Curtis always focused on his family, including taking them on innumerable camping trips to many venues: across Oregon, across the West, and across the United States. Two particular highlights were raft trips down the Grand Canyon in 1979 and 1986. After the ‘nest was empty’, he and Susan travel extensively around the world, first to places to which he had been invited to share his research, such as Florence, Italy, and later, further afield, to places such as Angkor Wat and Machu Pichu.

Throughout, he continued his love affair with woodworking, exhibiting and selling in galleries and filling his home with elegant pieces of original furniture. Curtis also purchased and personally maintained a number of classic cars that he had coveted in his youth: a ’53 MG TD, a ’57 Ford Thunderbird, and a ’67 Jaguar XKE. He was such a good mechanic that the English cars are actually reliable. As his vision declined he learned a new hobby, hammering copper sheets into beautiful copper vessels. Curtis was always driven to remain creative.

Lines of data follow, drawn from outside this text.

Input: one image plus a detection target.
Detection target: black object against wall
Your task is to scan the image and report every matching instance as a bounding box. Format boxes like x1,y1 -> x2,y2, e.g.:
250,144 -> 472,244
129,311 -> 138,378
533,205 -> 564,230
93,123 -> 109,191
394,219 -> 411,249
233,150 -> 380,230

Curtis is survived by his wife of 61 years, Susan Johnson, and their two children, Heather Lynn Kier and Walter Johnson, two brothers who he adored, Bill and David, five grandchildren, and three great-grandchildren. We are only learning how to survive without him; we miss you dearly husband, father, brother, grandpa.

In lieu of flowers, donations may be made to The Corvallis Arts Center, 700 SW Madison Ave., Corvallis, OR 97333. Details of the memorial will be communicated when they become available.